Immagina il profondo Sud degli Stati Uniti, giù in Louisiana vicino a New Orleans, in campagna, lontano dalla città: in mezzo agli alberi c’è una piccola baracca di legno e terra. Lì vive Johnny B. Goode, un ragazzo di campagna che a scuola non è mai andato bene e fa fatica persino a leggere e scrivere, ma quando prende in mano la chitarra succede qualcosa: la suona con una naturalezza e un’energia talmente forti che sembra il suono limpido e squillante di una campana. Johnny non ha un palco, né un locale dove suonare: porta la sua chitarra in un sacco di iuta sulla spalla e va a sedersi vicino ai binari del treno, sotto un albero. Lì si mette a strimpellare seguendo il ritmo dei treni che passano: le ruote sui binari fanno da batteria, lui ci suona sopra la chitarra. I macchinisti lo vedono sempre lì all'ombra, giorno dopo giorno; la gente che passa lungo la ferrovia si ferma a guardarlo e a un certo punto esclama più o meno: “Accidenti, ma come suona bene quel ragazzino di campagna!”.  
“Vai, Johnny, vai”.
Anche la madre di Johnny crede in lui: gli dice che un giorno, quando diventerà un uomo, sarà il capo di una grande band. Lei immagina persone che arriveranno da lontano solo per sentirlo suonare al calare del sole, quasi come un rito: la musica di Johnny diventerà l’evento per cui valga la pena fare chilometri. E sogna che un giorno il nome del figlio sarà scritto a lettere luminose su un’insegna, qualcosa del tipo “stasera Johnny B. Goode”, come i cartelloni dei teatri o dei grandi locali.
Questo era il sogno americano in versione rock.

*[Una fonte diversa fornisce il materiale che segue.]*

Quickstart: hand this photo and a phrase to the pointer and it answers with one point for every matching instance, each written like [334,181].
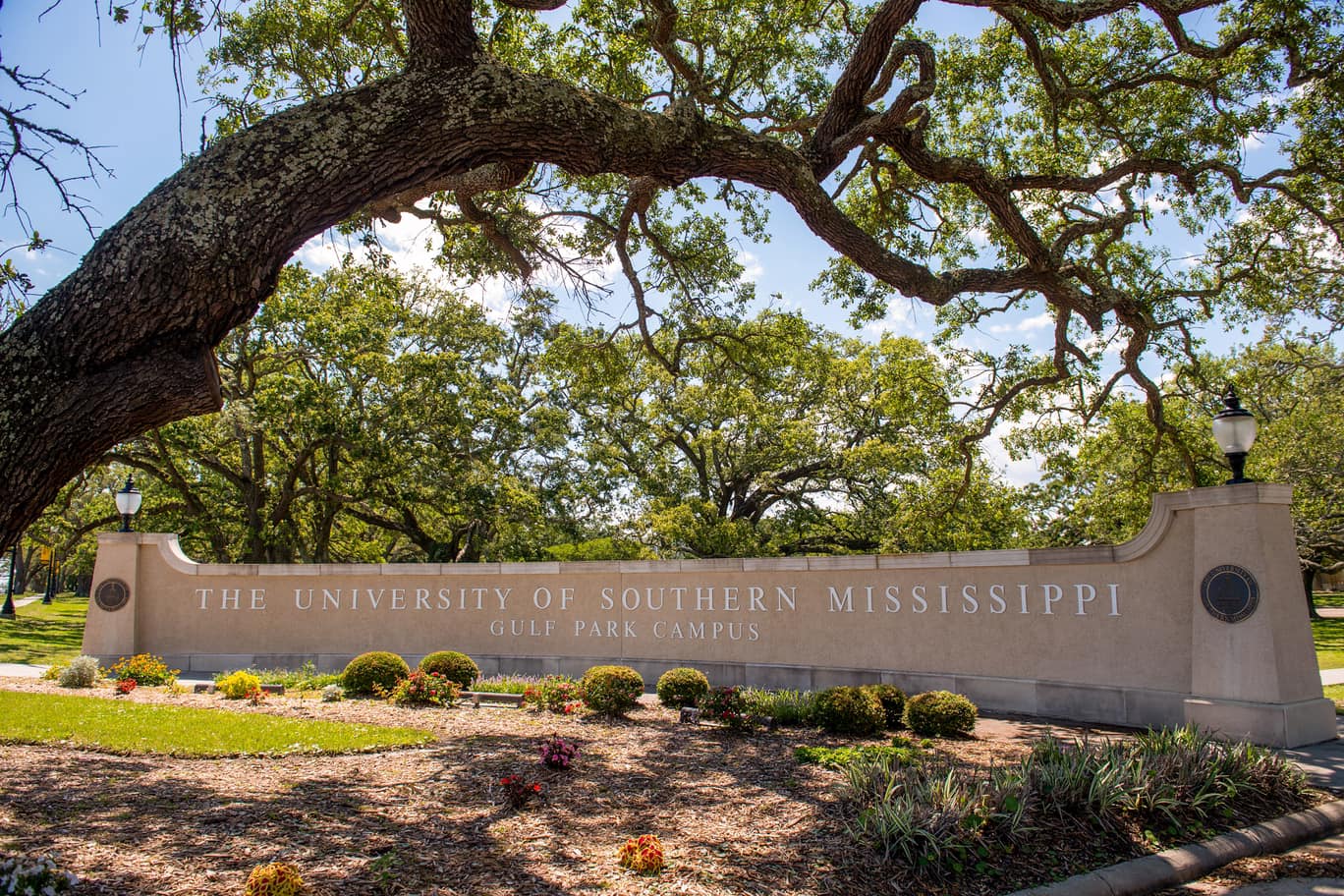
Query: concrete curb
[1175,867]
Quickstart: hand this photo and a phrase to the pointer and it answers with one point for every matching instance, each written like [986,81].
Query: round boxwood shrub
[893,700]
[372,672]
[682,687]
[939,713]
[612,690]
[452,665]
[850,710]
[238,686]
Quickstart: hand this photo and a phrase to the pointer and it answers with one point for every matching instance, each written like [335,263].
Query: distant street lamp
[128,503]
[7,611]
[1234,428]
[51,575]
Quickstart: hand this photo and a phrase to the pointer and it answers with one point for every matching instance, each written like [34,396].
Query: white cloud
[752,266]
[1026,325]
[1016,472]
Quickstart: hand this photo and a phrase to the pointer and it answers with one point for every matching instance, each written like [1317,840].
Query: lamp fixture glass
[1234,430]
[128,503]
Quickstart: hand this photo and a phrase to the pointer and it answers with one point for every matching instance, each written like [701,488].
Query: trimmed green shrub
[850,710]
[373,672]
[939,713]
[727,706]
[893,700]
[144,669]
[612,690]
[682,687]
[844,756]
[452,665]
[238,686]
[424,688]
[81,673]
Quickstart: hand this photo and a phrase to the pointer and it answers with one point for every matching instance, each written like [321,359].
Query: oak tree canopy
[1025,165]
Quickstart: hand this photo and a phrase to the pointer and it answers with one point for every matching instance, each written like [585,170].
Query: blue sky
[130,109]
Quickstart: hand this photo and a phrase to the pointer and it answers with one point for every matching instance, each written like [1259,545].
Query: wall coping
[1165,507]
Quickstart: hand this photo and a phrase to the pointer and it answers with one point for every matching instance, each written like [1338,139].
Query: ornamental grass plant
[612,691]
[941,818]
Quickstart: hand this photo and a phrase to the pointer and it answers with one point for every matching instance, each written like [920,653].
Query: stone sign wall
[1158,630]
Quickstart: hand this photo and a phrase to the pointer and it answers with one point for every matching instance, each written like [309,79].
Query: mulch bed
[737,814]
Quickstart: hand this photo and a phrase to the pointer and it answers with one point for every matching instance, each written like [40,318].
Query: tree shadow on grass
[734,812]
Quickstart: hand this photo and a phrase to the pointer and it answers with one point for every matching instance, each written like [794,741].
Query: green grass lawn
[1329,643]
[123,726]
[44,635]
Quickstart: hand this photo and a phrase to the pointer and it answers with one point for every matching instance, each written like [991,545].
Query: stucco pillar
[110,629]
[1253,665]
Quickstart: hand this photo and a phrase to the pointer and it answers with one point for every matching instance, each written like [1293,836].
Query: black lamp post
[1234,428]
[51,575]
[128,503]
[7,611]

Ed è proprio questo quanto ci racconta la nostra canzone: una delle più importanti della storia del rock’n’roll, forse il suo vero atto di nascita, quasi un certificato anagrafico del genere. Chuck Berry scrisse “Johnny B. Goode” nel 1955 e la pubblicò il 31 marzo 1958. Il brano fu tra i primi a parlare contemporaneamente al pubblico nero e a quello bianco, entrando sia nelle classifiche R&B sia in quelle pop generaliste.

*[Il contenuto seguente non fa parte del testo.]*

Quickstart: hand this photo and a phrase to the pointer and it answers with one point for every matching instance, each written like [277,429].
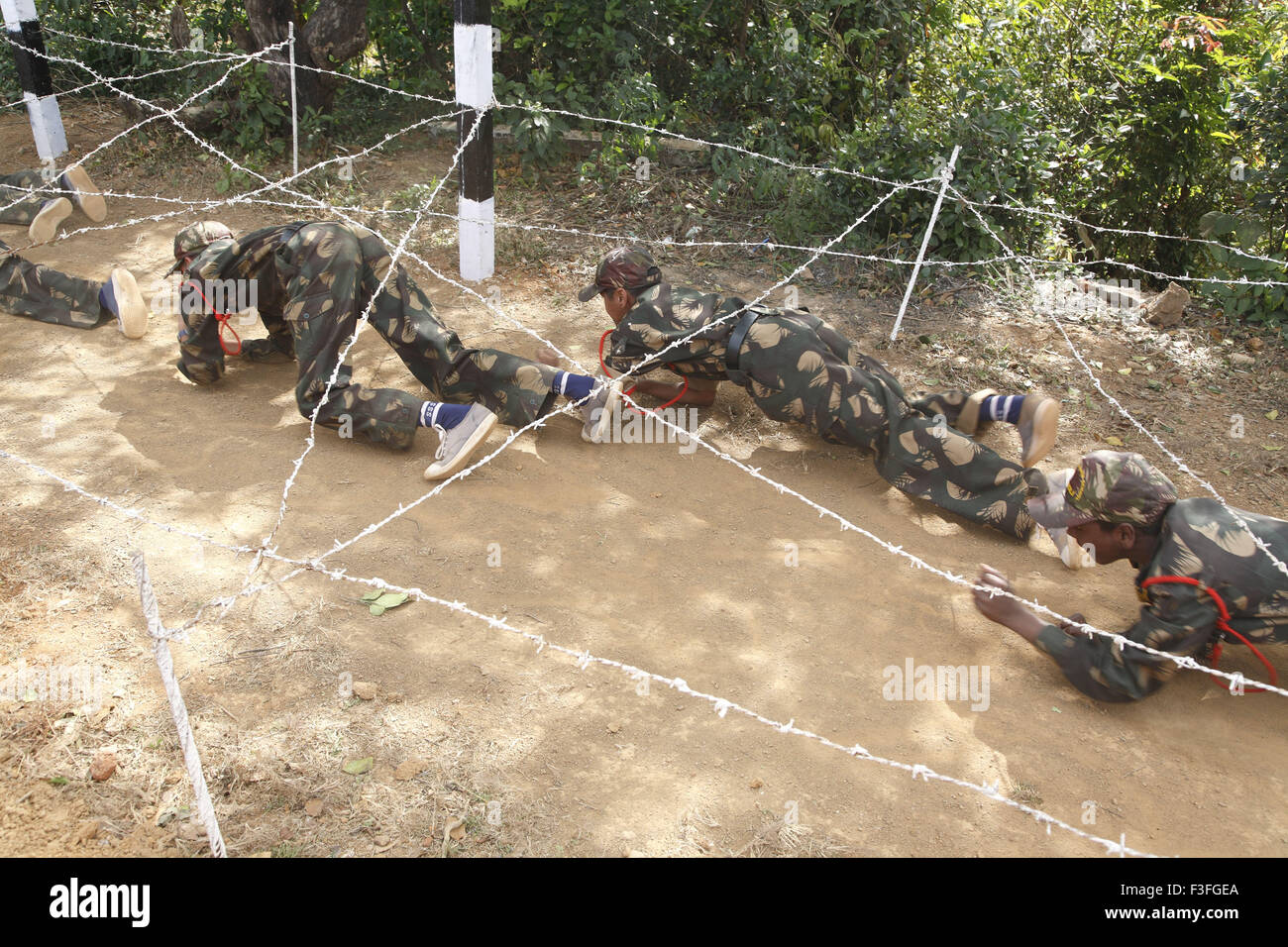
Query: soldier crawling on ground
[799,368]
[313,281]
[1203,578]
[44,294]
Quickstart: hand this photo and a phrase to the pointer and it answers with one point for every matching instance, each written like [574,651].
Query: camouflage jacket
[1198,539]
[664,313]
[226,270]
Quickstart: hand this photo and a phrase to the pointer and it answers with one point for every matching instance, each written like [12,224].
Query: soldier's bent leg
[930,459]
[323,263]
[515,389]
[47,295]
[16,188]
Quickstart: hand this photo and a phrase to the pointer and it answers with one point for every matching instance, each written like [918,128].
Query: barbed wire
[362,321]
[1180,464]
[275,46]
[815,170]
[585,659]
[161,112]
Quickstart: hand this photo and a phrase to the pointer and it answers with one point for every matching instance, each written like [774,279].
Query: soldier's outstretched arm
[1177,621]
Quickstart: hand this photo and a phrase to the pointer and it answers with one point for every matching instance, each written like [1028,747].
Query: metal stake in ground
[165,664]
[295,112]
[476,210]
[947,175]
[22,27]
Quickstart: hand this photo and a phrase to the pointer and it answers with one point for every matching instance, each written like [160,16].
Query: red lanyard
[631,389]
[222,318]
[1223,622]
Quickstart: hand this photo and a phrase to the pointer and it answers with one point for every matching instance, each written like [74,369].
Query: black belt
[733,348]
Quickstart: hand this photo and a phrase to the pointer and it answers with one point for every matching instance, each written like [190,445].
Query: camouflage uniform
[20,187]
[47,295]
[1198,539]
[799,368]
[314,279]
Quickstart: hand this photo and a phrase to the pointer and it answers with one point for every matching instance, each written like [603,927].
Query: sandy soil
[675,564]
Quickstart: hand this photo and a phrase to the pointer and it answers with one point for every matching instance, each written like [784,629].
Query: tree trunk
[334,34]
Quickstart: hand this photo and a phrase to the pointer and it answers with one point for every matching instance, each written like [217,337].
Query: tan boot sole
[1044,425]
[605,419]
[88,197]
[134,312]
[46,223]
[436,472]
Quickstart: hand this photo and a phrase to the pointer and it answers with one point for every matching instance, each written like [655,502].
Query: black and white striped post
[476,209]
[22,27]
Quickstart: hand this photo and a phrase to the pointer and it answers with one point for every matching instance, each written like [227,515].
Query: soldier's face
[1111,541]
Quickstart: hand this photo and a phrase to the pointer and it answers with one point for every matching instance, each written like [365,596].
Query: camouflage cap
[1111,487]
[196,237]
[626,266]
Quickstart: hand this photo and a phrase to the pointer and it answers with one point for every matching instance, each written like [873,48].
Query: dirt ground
[673,562]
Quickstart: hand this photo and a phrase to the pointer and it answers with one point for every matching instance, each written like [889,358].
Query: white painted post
[295,115]
[947,175]
[476,208]
[22,26]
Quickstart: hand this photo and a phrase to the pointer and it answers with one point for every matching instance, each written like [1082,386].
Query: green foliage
[1126,115]
[1263,304]
[253,120]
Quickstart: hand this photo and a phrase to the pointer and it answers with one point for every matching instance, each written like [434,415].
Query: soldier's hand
[1069,626]
[999,608]
[1003,608]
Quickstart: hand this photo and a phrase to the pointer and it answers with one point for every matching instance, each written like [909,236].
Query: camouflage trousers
[17,187]
[47,295]
[331,273]
[803,369]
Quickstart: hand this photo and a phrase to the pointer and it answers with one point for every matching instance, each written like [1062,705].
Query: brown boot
[1038,424]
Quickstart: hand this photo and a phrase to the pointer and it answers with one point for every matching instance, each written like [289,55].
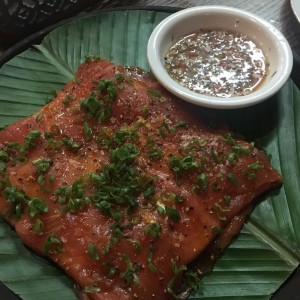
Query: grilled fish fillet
[123,185]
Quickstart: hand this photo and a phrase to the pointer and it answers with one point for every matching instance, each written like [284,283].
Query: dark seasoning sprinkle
[217,63]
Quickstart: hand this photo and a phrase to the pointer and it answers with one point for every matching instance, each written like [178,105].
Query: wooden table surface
[277,12]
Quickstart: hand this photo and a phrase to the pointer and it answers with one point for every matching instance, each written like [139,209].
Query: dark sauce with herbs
[217,63]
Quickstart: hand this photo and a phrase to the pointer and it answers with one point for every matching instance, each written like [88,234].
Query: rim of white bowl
[158,70]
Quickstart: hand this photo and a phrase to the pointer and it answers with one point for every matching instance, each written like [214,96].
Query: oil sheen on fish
[123,185]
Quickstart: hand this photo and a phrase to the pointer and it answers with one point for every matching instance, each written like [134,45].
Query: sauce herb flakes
[217,63]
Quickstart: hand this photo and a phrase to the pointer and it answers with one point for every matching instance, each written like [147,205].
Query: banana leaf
[267,250]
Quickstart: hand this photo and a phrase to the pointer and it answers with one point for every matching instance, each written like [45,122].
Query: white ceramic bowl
[267,37]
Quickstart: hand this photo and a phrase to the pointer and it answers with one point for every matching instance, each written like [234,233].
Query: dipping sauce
[217,63]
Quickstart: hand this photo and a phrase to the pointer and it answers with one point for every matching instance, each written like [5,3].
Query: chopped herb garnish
[37,206]
[202,183]
[92,251]
[152,267]
[71,144]
[130,274]
[53,244]
[38,226]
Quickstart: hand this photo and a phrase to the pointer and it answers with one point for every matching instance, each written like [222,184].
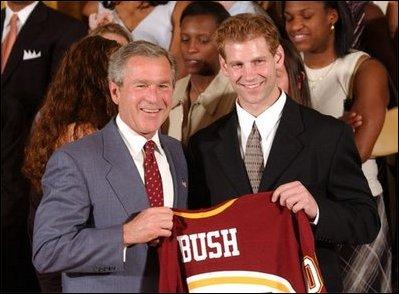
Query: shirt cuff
[316,219]
[124,254]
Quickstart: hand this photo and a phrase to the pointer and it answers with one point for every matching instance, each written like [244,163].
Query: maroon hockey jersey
[247,244]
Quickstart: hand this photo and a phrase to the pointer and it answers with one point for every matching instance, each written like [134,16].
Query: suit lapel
[176,180]
[227,152]
[3,18]
[32,28]
[123,175]
[285,146]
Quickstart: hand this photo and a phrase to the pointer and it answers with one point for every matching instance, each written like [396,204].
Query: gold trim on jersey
[240,280]
[208,213]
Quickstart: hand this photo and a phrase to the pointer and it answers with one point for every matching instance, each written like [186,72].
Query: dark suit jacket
[315,149]
[46,31]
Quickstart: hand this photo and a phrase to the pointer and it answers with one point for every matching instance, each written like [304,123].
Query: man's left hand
[295,197]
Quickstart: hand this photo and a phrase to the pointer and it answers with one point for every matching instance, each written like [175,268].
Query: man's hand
[148,225]
[295,197]
[353,119]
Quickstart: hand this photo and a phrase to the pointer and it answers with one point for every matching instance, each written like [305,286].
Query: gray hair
[118,60]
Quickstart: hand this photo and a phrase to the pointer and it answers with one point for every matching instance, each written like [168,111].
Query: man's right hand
[148,225]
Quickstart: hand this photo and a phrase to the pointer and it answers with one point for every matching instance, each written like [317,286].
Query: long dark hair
[78,95]
[298,82]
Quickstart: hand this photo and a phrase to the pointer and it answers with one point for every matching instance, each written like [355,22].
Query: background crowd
[340,58]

Per fissare meglio la canzone, guardiamo questo video d’epoca:
Vi invito però anche a rivedere questo spezzone di “Ritorno al futuro”, in cui la versione suonata da Michael J. Fox, nel suo viaggio nel tempo, finisce paradossalmente per ispirare il vero autore, Chuck Berry: https://www.youtube.com/watch?v=e_EfLbbc9Zc&t=17s
Come si vede dal primo video, le performance dal vivo di Berry richiedevano grande energia scenica. Il suo marchio di fabbrica era la celebre “duck walk” (la “camminata delle papere”), poi imitata da moltissimi altri artisti.
 
Musicalmente, per questa canzone Berry riprese alcuni riff di chitarra reinterpretandoli a modo suo: l’introduzione deriva dal brano di Louis Jordan “Ain’t That Just Like a Woman”, mentre l’assolo si ispira a “Strollin’ With Bones” di T-Bone Walker del 1950. Berry inoltre curava con grande attenzione sia la scrittura sia l’interpretazione dei testi: voleva che le parole raccontassero una storia e che fossero chiaramente comprensibili, per questo le articolava con grande precisione, a differenza di molti colleghi che lo avevano preceduto.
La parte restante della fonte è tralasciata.